After a career that started when he was in high school, Avera Flandreau hospital administrator Scott Hargens has left his position to take a job as the CEO at Select Medical in Sioux Falls.
Hargens, 35, had been with Avera for 19 years, starting in the Sioux Falls hospital’s food service area washing dishes and working at the grill while he was a student at O’Gorman High School. He rose through the ranks and most recently was the administrator for Avera in both Flandreau and Dell Rapids, where he worked for six years.
He starts in June at Select, which is a long-term acute care hospital that has about 100 employees and 24 beds. Hargens said he was recruited for the position by a college friend. Select, which is a hospital within a hospital, is located at Sanford in Sioux Falls and also works with Avera and Monument Health.
“I felt God called me to this new challenge,” he said last week before leaving Avera. Hargens takes with him a gratitude and fondness for his experiences at Avera and his work with the Sisters of the Catholic-based hospital.

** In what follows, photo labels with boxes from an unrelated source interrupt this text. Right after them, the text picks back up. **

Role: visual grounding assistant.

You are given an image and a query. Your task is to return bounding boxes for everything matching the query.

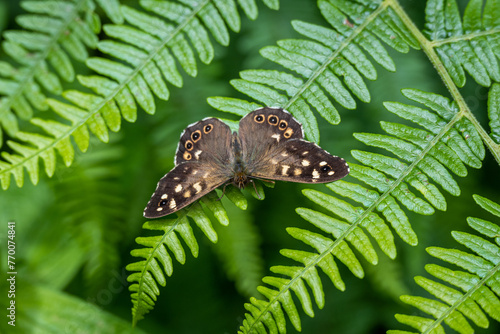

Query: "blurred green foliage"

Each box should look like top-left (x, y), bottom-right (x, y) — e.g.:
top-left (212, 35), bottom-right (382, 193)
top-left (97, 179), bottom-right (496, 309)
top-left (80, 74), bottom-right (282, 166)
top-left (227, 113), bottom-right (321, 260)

top-left (0, 0), bottom-right (500, 334)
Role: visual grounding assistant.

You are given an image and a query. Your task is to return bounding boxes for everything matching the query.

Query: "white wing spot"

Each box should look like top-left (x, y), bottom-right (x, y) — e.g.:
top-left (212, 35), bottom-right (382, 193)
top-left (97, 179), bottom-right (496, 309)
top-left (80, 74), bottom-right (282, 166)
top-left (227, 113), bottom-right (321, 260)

top-left (193, 182), bottom-right (202, 194)
top-left (313, 169), bottom-right (319, 179)
top-left (281, 165), bottom-right (290, 175)
top-left (168, 198), bottom-right (177, 209)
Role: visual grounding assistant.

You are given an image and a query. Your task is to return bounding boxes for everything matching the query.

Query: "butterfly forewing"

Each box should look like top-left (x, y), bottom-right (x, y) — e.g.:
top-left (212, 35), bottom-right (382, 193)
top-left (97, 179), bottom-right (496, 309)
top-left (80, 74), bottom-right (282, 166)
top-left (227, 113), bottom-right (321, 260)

top-left (144, 107), bottom-right (349, 218)
top-left (175, 118), bottom-right (234, 166)
top-left (238, 107), bottom-right (304, 166)
top-left (239, 108), bottom-right (349, 183)
top-left (144, 118), bottom-right (234, 218)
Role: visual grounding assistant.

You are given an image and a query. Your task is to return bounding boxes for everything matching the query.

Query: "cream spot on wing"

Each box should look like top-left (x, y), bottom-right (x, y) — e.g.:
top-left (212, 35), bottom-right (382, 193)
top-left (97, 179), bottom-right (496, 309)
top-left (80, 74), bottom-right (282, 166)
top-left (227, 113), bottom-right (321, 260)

top-left (313, 169), bottom-right (319, 179)
top-left (168, 198), bottom-right (177, 209)
top-left (281, 165), bottom-right (290, 175)
top-left (193, 182), bottom-right (202, 194)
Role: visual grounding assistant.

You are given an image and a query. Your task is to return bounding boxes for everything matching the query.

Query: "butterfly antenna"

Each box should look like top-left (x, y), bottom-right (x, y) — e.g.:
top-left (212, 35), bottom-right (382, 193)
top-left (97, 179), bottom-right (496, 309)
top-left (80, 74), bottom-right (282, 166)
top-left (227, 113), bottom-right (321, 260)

top-left (250, 179), bottom-right (262, 199)
top-left (217, 183), bottom-right (229, 201)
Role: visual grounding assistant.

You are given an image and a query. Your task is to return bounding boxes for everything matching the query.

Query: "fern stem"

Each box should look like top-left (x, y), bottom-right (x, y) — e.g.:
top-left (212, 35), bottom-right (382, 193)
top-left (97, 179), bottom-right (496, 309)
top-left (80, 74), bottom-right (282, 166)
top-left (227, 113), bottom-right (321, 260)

top-left (429, 28), bottom-right (500, 48)
top-left (388, 0), bottom-right (500, 165)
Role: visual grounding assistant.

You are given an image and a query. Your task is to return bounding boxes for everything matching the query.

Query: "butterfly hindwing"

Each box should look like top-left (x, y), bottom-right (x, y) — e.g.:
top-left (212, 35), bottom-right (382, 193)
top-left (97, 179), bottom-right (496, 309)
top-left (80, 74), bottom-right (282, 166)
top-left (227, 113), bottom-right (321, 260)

top-left (239, 108), bottom-right (349, 183)
top-left (144, 107), bottom-right (349, 218)
top-left (250, 139), bottom-right (349, 183)
top-left (144, 161), bottom-right (228, 218)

In the interim until a new administrator is named, Flandreau and Dell Rapids locations will be managed by Bryan Breitling, administrator at Avera Hand County Hospital and Clinic in
Miller and a regional administrator overseeing six critical access hospitals. Flandreau and Dell Rapids are in his region.
Breitling, 52, also has filled in as an interim administrator during other vacancies in the health system and is a state senator representing District 23. He said he will be in Flandreau one day a week.
Patients shouldn’t see changes in service during the interim, Breitling said. “We’ll be very consistent from a leadership standpoint for what Avera has been providing,” he said. “We are not looking at significant changes. We have a wonderful care team, great providers.”
Avera is in the transition process, but Breitling isn’t sure when Hargens’ position will be filled. In the meantime, Breitling will have a chance to get to know people in Flandreau, especially those within the health system.
“I just look forward to working with the facility here,” he said.
For Hargens, the biggest impact on his career in Flandreau was operating a health-care system during the roughest part of the pandemic last year.
“These are things we train for every day, praying they never come to fruition,” he said.
During the year of COVID-19 cases, hospitalizations, deaths and finally vaccinations, Hargens credits the hospital and clinic staff for their bravery and diligence, day after day, caring for patients and keeping things going even if they were one of only a few people in a department. “I’m just proud of how the staff responded.”
At this point, staff have fully vaccinated more than 2,000 people, he said. Hargens also worked with the Flandreau Santee Sioux Tribal Clinic in trying to cover and protect the entire community.
Hargens has been involved in the Flandreau Development Corporation and helped to start Moody County Cares, an organization that focuses on mental health in the community. When he took the administrator position here, he and his wife Larissa hadn’t started their family. Now, they are parents to Henley, 4; Hewitt, 3, and Haven, 1.
Mayor Dan Sutton said Hargens has been dedicated to Flandreau and engaged in serving the community. “He’s been so great,” he said.